PipeWire  0.3.33
Portal Access Control

This document explains how clients from the portal are handled.

The portal is a DBus service that exposes interfaces to request access to the PipeWire daemon to perform a certain set of functions. The PipeWire daemon runs outside the sandbox, the portal is a way for clients inside the sandbox to connect to and use PipeWire.

The PipeWire socket is not exposed in the sandbox. Instead, The portal connects to PipeWire on behalf of the client, informing PipeWire that this client is a portal-managed client. PipeWire can detect and enforce extra permission checks on the portal managed clients.

Once such portal is the Camera portal that provides a PipeWire session to stream video from a camera.

Use cases

new portal managed clients need device permissions configured

When a new client is detected, the available objects need to be scanned and permissions configured for each of them.

Only the devices belonging to the media_roles given by the portal are considered.

new devices need to be made visible to portal managed clients

Newly created objects are made visible to a client when the client is allowed to interact with it.

Only the devices belonging to the media_roles given by the portal are considered.

permissions for a device need to be revoked

The session manager listens to changes in the permissions of devices and will remove the client permissions accordingly.

Usually this is implemented by listening to the permission store DBus object. The desktop environment might provide a configuration panel where these permissions can be managed.

Design

The portal

A sandboxed client cannot connect to PipeWire directly. Instead, it connects to the sandbox side of the portal which then connects the PipeWire daemon to configure the session. The portal then hands the file descriptor of the PipeWire connection to the client and the client can use this file descriptor to interface with the PipeWire session directly.

When the portal connects, it will set the following properties on the client object:

  • "pipewire.access.portal.is_portal" = true for the connection of the portal itself (as opposed to a client managed by the portal).
  • "pipewire.access.portal.app_id" the application id of the client.
  • "pipewire.access.portal.media_roles" media roles of the client. Currently only "Camera" is defined.

Before returning the connection to a client, the portal configures minimal permissions on the client. No objects are initially visible. It is the task of the PipeWire Session Manager to make the objects in the graph visible, depending on the client's media_roles (see also PW_KEY_MEDIA_ROLE).

The PipeWire portal module

The pipewire daemon uses the PipeWire Module: Portal to find the PID of the processes that owns the DBus name org.freedesktop.portal.Desktop (see the XDG Desktop Portal).

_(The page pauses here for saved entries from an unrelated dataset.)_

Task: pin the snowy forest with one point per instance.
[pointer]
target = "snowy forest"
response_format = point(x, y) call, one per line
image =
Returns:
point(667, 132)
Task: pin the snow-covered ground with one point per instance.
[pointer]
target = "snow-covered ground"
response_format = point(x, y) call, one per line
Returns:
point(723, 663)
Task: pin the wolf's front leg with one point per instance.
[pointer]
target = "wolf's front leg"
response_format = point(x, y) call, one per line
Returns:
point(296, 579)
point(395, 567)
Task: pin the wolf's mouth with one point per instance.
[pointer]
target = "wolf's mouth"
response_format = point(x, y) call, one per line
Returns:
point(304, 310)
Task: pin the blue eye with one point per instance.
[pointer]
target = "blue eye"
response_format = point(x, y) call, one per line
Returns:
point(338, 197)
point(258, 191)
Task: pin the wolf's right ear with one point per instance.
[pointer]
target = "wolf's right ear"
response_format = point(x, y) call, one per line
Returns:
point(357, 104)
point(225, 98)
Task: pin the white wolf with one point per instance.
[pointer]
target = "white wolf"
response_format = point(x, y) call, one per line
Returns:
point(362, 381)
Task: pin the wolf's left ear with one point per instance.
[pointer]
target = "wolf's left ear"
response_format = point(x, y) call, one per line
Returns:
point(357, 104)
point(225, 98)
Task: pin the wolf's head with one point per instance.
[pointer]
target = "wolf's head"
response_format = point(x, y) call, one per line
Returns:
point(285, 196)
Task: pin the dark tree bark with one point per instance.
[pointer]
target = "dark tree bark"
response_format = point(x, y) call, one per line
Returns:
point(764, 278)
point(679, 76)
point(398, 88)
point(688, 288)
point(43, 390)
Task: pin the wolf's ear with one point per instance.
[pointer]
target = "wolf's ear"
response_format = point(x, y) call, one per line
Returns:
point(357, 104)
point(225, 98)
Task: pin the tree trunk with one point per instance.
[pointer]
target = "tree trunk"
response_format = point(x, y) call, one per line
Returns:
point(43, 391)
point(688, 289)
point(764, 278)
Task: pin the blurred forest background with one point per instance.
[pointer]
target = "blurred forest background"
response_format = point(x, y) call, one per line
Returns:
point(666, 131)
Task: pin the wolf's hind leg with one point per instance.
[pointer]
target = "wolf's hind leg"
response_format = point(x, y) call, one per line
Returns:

Client connections from this PID are tagged as PW_KEY_ACCESS "portal" (see PipeWire Module: Access). It will also set ALL permissions for this client so that it can resume.

The client

A client can ask the portal for a connection to the PipeWire daemon.

It receives a file descriptor that can then be used to interface with the PipeWire daemon.

The connection will have been tagged by the portal as shown above and will have limited permissions.

The session manager

The session manager listens for new clients to appear. It will use the PW_KEY_ACCESS property to find portal connections.

Based on the media_roles it will enable or disable access to PipeWire objects. It might have to consult a database to decide what is allowed.

The permission store can be used for this. Usually the portal also implements support for org.freedesktop.impl.portal.PermissionStore, see for example the Media Session Module: Access Portal.